Three: there’s a video of it. All of it. And it puts the Zapruder film to fucking shame.
[“C’mon, baby, eyes up. Look at me. Alex, Alex...sweetheart, keep breathing, in and out .... good, good job baby boy. Good job.”
“I know, kiddo...I know.... Just in and out, keep going--THUMP THUMP THUMP—Get us fucking OUT OF HERE!”
“Not clear yet, ma’am--,”
“I don’t give a flying fuck about all clear, my child needs a hospital--,”
“Shhhh, shhh, baby it’s okay, it’s fine, Alex, I promise it’s fine.”
“Yeah, honey. I know. Just squeeze my hand, that’s it, honey, that’s real good there—THUMP THUMP—Fucking OPEN THE DOOR CASH! IF MY BABY DIES BECAUSE YOU WON’T OPEN THE DOOR, SO HELP ME GOD--,”
“Love you, Mom.”
“Alex, hey, hey, you’re fine, baby you’re fine—eyes up Diaz, eyes up, in and out and—Alex, Alex...ALEX!” ]
When Henry walks into the room, he finds Alex curled up in a ball on his side, Nora’s phone held up to his chest, one earbud resting against his neck.

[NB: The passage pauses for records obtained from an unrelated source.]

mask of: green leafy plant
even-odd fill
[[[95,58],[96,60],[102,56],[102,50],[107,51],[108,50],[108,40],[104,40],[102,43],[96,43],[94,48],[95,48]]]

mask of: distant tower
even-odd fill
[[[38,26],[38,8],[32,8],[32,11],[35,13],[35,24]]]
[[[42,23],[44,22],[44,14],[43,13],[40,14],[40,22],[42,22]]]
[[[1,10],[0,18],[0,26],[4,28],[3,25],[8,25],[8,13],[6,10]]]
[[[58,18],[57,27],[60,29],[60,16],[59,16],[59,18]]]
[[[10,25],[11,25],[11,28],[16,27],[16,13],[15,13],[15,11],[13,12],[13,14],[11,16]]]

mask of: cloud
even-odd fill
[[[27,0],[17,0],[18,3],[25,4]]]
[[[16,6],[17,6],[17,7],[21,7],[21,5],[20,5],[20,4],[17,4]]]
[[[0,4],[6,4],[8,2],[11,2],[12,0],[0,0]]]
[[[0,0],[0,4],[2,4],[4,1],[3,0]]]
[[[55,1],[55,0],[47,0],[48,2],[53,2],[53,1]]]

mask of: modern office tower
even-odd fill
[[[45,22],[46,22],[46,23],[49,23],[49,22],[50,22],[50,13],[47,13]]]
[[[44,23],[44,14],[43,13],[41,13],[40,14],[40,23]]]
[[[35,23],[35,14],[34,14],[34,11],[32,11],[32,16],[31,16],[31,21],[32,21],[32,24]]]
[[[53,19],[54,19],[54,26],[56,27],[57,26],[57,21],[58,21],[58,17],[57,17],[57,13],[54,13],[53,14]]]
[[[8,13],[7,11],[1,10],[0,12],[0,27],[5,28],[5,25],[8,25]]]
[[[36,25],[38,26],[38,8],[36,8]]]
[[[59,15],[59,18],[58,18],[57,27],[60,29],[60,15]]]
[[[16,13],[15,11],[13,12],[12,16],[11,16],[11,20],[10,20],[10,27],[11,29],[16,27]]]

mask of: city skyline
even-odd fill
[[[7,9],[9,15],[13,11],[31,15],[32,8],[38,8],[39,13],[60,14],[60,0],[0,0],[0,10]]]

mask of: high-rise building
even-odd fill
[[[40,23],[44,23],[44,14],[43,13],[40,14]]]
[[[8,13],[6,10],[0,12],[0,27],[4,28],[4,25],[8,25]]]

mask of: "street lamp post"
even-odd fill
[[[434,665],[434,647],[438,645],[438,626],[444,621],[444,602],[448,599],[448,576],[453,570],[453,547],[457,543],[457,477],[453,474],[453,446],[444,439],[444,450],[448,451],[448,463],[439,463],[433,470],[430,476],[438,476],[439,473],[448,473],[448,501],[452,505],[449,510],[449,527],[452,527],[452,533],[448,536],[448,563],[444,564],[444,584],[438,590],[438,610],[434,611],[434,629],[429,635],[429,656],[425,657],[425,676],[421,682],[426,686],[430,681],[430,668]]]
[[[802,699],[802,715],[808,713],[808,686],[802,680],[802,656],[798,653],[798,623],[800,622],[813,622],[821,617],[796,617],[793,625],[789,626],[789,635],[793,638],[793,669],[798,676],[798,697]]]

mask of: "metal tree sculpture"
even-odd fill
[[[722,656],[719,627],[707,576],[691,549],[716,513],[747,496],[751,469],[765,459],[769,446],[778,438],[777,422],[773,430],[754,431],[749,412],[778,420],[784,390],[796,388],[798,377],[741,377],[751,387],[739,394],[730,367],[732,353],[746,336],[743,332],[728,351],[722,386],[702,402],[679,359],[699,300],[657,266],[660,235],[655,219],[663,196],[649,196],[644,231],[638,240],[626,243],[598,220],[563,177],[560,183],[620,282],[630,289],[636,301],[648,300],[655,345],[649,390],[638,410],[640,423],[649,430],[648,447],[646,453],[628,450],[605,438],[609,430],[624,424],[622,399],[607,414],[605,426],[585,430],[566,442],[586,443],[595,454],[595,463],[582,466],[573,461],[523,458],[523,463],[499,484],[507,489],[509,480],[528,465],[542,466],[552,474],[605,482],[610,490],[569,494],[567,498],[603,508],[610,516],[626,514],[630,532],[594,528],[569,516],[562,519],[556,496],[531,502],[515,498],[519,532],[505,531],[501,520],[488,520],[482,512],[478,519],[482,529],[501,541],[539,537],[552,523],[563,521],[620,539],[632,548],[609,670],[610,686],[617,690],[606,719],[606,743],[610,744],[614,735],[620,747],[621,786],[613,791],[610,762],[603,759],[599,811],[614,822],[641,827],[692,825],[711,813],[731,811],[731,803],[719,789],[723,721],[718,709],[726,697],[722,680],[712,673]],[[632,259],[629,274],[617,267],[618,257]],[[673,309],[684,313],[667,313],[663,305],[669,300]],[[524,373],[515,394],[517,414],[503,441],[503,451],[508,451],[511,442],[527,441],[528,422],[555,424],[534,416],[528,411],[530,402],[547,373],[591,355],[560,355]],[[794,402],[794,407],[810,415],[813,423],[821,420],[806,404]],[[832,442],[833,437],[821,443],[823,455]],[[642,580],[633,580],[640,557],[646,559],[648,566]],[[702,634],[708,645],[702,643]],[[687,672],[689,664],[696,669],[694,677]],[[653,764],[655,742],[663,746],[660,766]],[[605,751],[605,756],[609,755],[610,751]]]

With gentle fingers, Henry takes the phone and wipes Alex’s tears away with his thumb.
Without a word, Henry walks around to the other side of the bed, climbs up, and wraps his arms around Alex from behind, his shoulders covering every inch of Alex’s, just the way he likes best.
Alex can’t hold back the tears after that. “Is she okay?” he asks quietly, “Will she be okay?”
Henry digs his nose lightly into the side of Alex’s neck. “I think,” Henry begins slowly, voice light. “Your mum is feeling a bit laid bare right now.”
“Is that why she won’t come see me?” Alex hates the way his voice cracks. Henry inhales tightly, then gently, so, so gently, turns Alex over to face him.
“I don’t know why exactly, love. June, Leo and your father have all had words with her about it, but she’s been holed up in her office, in meetings from sunup to sundown and—and,” Henry pauses for a moment, choosing his words carefully. “I think your mother believes if she lets herself sit down and actually think about what happened, if she allows herself to feel it, she’ll break in half. And she can’t break in half, because she’s the first female president of the United States.”
“So, she is avoiding me.” Henry nods, touching their foreheads together gently. He grins sadly.
“I believe June’s words to your mother were, ‘Alex takes a fucking bullet for you, and you, what, sent him a fruit basket? Mother of the year right there, Madam President.’”
Henry hums in agreement.
“I don’t--,” Alex begins quietly, eyes half-closed as he attempts to sort through his memories of that fateful day, trying and failing to match the remembered fear, that had turned to piercing pain, that had finally dulled to a gray haze more frightening than anything he’d ever experienced, to what he just watched on Nora’s iPhone.
He doesn’t remember Mom holding him close, his head in her lap as she stuffed her ironically pink Chanel blazer against the new hole in his heart. He doesn’t remember being trapped in the stuffy curator’s office, his blood seeping into the Persian rug while Mom begged Cash to let them out.
He doesn’t remember Mom crying, doesn’t remember her pleading for someone to save her baby.
Doesn’t remember her starting compressions when his eyes closed and his heart stopped.
Laid bare indeed.
“I don’t remember Cash being there,” Alex finally says. Henry grimaces.
“He was,” Henry finally says, voice grim. It makes Alex’s stomach turn.
“Is Cash okay? Amy told me he wasn’t hurt, that he just went home for Christmas, was she lying? Oh my god--,”
Henry runs his fingers idly through Alex’s messy, greasy, gross beyond words curls, scratching his scalp in a way that makes Alex’s toes curl; he shuts up.
“Cash is physically fine, darling. It’s just—well, your mother fired him, Alex. Right after it happened, once they got you to the hospital, your mother told Cash to get out of her sight, and had him taken off rotation. He’s gone.”